Non si può concludere senza ricordare che la curatela dello scritto su Sesto fu del conte Antonio Bartolini, che, come già detto, non scrisse mai la progettata guida di Udine. Le sue uniche note artistiche sembrano essere proprio quelle apposte a questo testo di Cortenovis e non sono del tutte prive di un loro interesse, in particolare quando Bartolini descrive (sia pur per interposta persona, almeno stando a quanto dichiara ufficialmente) il cosiddetto Tempietto Longobardo nel complesso monastico di Santa Maria in Valle a Cividale del Friuli. 

Presbiterio del 'Tempietto longobardo', Cividale del Friuli, Monastero delle Orsoline
Fonte: Wolfgang Sauber tramite Wikimedia Commons

Si tratta della prima descrizione del patrimonio artistico del Tempietto, di difficilissimo accesso perché collocato all’interno di un monastero di clausura di suore: «il brano riservato al Tempietto comprende sia le figure femminili in stucco dell’VIII secolo sia gli affreschi medievali» (p. 73). 

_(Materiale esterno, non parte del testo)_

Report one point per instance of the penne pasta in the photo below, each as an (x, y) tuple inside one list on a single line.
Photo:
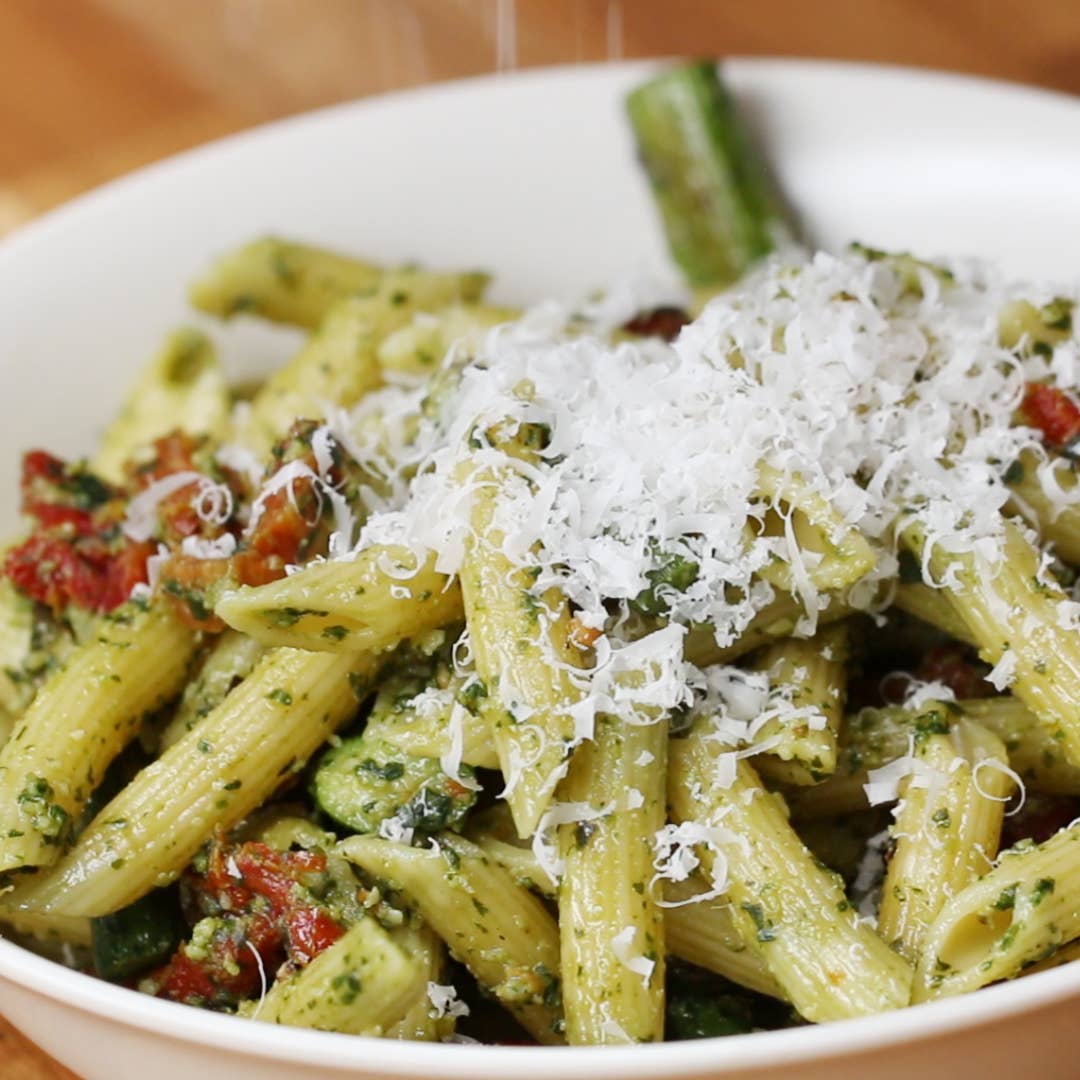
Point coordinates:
[(947, 827), (794, 913), (82, 718), (610, 922), (368, 604), (497, 929)]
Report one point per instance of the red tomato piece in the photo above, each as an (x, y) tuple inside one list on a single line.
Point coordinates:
[(1053, 412)]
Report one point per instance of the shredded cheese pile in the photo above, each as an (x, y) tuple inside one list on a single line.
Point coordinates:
[(887, 396)]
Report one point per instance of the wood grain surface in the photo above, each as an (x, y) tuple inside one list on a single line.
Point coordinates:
[(91, 89)]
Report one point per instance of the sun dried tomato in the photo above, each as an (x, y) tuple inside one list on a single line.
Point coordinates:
[(1054, 414), (262, 905)]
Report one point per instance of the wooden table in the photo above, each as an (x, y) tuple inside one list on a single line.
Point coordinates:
[(90, 89)]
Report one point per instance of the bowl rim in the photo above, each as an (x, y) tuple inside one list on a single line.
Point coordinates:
[(838, 1039), (834, 1040)]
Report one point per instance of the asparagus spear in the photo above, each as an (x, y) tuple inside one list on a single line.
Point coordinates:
[(718, 205)]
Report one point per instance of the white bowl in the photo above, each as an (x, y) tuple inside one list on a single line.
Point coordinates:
[(534, 177)]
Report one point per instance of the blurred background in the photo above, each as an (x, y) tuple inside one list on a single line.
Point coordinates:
[(90, 89)]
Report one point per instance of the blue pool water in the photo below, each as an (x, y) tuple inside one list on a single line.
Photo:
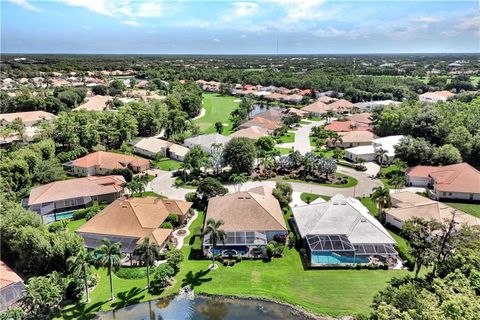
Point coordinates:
[(49, 218), (335, 258)]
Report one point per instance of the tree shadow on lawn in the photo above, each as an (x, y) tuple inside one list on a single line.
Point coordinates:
[(82, 311), (129, 297), (196, 279)]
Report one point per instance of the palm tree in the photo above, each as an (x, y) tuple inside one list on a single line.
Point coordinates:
[(381, 196), (108, 255), (381, 156), (79, 265), (216, 235), (147, 252)]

Statue di sante in stucco nel 'Tempietto longobardo'
Fonte: Welleschik tramite Wikimedia Commons


La critica d’arte moderna non ha mancato di mettere in evidenza la particolare importanza delle decorazioni in stucco: «sono state notate precise tangenze con la produzione dell’arte omayyade (…), dove nella prima metà dell’VIII secolo furono modellate delle statue femminili e il motivo del tralcio di vite fiorita (questa decorazione aveva già avuto una grande fortuna nell’arte copta e siriaca. Simili assonanze hanno fatto pensare che gli esecutori degli stucchi cividalesi possano essere artisti provenienti dal medio-Oriente (di cultura bizantina) spostatisi in Europa portando con sé una tradizione tecnica ed iconografica ormai da tempo persa ed estranea all’arte locale» (p. 144). Di tutto ciò, ovviamente, Bartolini non era assolutamente consapevole, ma a lui spetta comunque il merito di aver proposto la prima descrizione, sia pur sommaria, degli apparati decorativi del Tempietto.